Actually…I’ll join you where it comes to the sentence to which you were referring. So, you better make room fast!
Tried to remove it, but I was too slow. I was not trying to promote moral relativism, however, but simply attempting to highlight the issue of discernment versus the act of passing personal judgement on others. It’s one thing to hold a personal religious view such as the one being described on this thread and it’s another to apply it in terms of passing severe judgement on those fellow Catholics with whom you disagree. It’s too easily done–it’s human nature–but I suggest its heading in the wrong spiritual direction.
Reminds me of a quote I like from an Anglican writer named C.S. Lewis. As he reminds us in
The Weight of Glory, there are no “
ordinary people”. Lewis continues on that “nations, cultures, arts, civilizations—these are mortal, and their life is to ours as the life of a gnat. But it is immortals whom we joke with, work, marry, snub, and exploit—immortal horrors or everlasting splendours.” When one is faced with the sobering value of his fellow man, pride is replaced with humility. That is what I was trying to draw attention to.

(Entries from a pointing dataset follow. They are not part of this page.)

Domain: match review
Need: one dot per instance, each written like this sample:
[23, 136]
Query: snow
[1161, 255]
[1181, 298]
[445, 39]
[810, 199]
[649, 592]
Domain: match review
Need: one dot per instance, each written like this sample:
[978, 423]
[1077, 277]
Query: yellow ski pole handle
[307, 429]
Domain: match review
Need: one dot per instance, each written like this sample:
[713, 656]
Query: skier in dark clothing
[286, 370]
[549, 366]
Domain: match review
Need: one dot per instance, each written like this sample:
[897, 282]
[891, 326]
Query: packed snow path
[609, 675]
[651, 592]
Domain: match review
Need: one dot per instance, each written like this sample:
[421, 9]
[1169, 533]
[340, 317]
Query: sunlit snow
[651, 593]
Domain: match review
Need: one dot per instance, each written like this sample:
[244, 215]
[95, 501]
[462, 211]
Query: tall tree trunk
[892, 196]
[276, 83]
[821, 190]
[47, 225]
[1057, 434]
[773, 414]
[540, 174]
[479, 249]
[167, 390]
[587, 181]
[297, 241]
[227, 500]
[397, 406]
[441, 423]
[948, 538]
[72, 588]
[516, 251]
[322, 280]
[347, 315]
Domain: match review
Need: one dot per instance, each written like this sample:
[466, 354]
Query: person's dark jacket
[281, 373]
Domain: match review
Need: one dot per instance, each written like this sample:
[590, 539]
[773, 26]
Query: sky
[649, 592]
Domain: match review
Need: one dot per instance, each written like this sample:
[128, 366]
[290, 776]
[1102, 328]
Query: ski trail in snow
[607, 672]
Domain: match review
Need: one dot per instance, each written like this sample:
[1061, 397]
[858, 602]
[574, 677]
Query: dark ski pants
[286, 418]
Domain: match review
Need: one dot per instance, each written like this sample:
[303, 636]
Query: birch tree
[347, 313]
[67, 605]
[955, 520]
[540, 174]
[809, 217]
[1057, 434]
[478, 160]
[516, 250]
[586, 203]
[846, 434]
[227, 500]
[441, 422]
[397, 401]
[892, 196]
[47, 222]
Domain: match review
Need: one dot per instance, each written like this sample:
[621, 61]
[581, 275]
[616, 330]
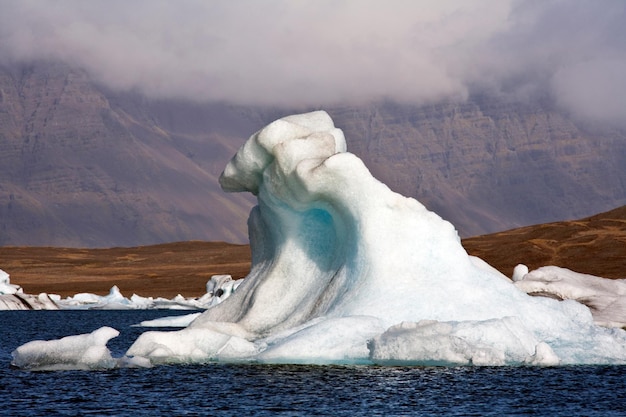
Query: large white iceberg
[344, 270]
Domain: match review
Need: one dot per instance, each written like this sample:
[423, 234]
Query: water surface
[226, 389]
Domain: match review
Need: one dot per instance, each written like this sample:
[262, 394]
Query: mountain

Furthermore, I do believe that legalism is a problem for some “Cradle Catholics”–as well as other Christians. There is a Catholic exorcist I was reading last summer, for instance, that pointed out that the demon(s) he frequently encountered at Catholic exorcisms identified itself/themselves as “legalism”. I never much believed in demons identifying themselves as the names of particular sins. It all seemed a little too Frank Peretti to me, but I have read a number of accounts which appear to indicate that this kind of thing is not that rare–in the context of a Church approved exorcism. When I read that for the first time, it made a big impact with me, and it is an area of which I am constantly trying to be aware. I know it sounds corny, but it’s also true that the way we treat or think about others is the way we treat Christ–perhaps even more true when we are talking about those fellow Catholics who have just taken the Eucharist!
Remember what Saint Augustine wrote of the Eucharist in
Confessions, “**I am the food of full-grown men. Grow and you shall feed on me. But you shall not change me into your own substance, as you do with the food of your body. Instead you shall be changed into me.” **That means, then, that in receiving the Eucharist we are becoming more and more like the men and women God intends us to be–unearthing that image of God on our souls.
That being the case, it seems rather bad form to be watching those receiving the Eucharist for the purpose of passing your critcal juddgement upon them.